Community and clinical resistomes and mobilomes: a correlation.

Abstract

Bacteria acquire antibiotic resistance genes (ARGs) through horizontal gene transfer or mutations. Colonization of healthy individuals with multidrug-resistant (MDR) bacteria therefore poses a public health concern, as these individuals may serve as reservoirs of antimicrobial resistance (AMR).

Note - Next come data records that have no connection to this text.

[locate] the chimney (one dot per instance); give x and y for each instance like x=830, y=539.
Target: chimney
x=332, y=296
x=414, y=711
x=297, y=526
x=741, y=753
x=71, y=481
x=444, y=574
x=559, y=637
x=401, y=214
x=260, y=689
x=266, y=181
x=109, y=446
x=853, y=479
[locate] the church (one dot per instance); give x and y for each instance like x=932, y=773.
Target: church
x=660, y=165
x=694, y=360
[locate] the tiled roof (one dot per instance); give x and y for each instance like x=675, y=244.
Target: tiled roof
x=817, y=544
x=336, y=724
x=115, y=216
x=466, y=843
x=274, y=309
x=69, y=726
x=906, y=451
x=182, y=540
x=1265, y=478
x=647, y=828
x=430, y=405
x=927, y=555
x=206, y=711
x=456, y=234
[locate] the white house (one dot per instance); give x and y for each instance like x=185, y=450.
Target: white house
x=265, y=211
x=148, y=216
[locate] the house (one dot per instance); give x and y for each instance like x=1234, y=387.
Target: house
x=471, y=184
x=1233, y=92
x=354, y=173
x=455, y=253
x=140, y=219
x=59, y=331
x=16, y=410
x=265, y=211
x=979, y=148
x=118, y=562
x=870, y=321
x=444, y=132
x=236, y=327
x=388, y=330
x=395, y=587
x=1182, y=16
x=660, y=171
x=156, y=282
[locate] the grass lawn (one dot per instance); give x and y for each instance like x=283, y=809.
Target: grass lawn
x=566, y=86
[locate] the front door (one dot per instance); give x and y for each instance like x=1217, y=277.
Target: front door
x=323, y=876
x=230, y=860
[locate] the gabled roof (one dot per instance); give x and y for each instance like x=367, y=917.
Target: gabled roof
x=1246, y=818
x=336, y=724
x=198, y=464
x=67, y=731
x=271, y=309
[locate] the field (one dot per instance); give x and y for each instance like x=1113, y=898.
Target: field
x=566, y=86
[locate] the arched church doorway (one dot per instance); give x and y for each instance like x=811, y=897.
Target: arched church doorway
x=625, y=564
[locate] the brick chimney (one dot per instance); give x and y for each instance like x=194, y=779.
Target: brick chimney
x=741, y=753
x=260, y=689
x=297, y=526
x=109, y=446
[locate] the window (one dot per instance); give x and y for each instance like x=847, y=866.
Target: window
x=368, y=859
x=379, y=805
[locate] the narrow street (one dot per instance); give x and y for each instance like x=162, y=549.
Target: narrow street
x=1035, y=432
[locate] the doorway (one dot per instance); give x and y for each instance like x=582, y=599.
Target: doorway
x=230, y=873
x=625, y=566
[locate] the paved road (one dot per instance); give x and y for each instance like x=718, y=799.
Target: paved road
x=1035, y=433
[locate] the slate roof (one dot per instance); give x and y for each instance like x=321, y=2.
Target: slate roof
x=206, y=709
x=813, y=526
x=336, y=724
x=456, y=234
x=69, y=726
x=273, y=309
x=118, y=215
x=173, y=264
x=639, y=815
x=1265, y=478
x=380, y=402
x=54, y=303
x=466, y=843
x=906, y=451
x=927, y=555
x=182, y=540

This study compared the resistomes, mobilomes, and phylogenetic relationships of Escherichia coli and Klebsiella pneumoniae isolates from a regional hospital and nearby healthy community dwellers in uMgungundlovu District, using whole genome sequencing (WGS) and bioinformatics to assess AMR transmission directionality. Stool and clinical samples were collected, and presumptively identified isolates underwent antimicrobial susceptibility testing, extended-spectrum β-lactamase (ESBL) screening, and WGS. Bioinformatic analyses were conducted using RAST, ResFinder, CARD, PlasmidFinder, INTEGRALL, ISFinder, PGAP, MLST, BV-BRC, and iTOL. This study reports on 32 E. coli isolates (15 clinical and 17 community) and 14 K. pneumoniae isolates (6 clinical and 8 community) confirmed by WGS. Seven E. coli isolates (3 clinical and 4 community) and one community K. pneumoniae isolate were identified as ESBL producers, with E. coli from both settings sharing multiple resistance genes, including blaCTX-M-15, blaTEM-1B, dfrA17, sul1, sul2, aph(3'')-Ib, aph(6)- Id, qnrS1, mph(A), catA1, and tet(A), while K. pneumoniae isolates commonly carried blaSHV-1, blaTEM- 1B, sul1, sul2, aph(3'')-Ib, aph(6)-Id, qnrS1, and fosA5. Most of these ARGs were associated with insertion sequences and transposons in both settings. Among E. coli, the most common sequence types (STs) in both clinical and community isolates were ST131, ST10, and ST1193, while ST17 was shared among K. pneumoniae isolates. Phylogenetic analysis revealed clustering between clinical and community isolates, although clustering was less pronounced for K. pneumoniae. In conclusion, this study revealed the possibility of bidirectional AMR transmission between clinical and community settings. These findings highlight healthy individuals as potential reservoirs of resistance and strengthen the need to include community settings in AMR mitigation strategies.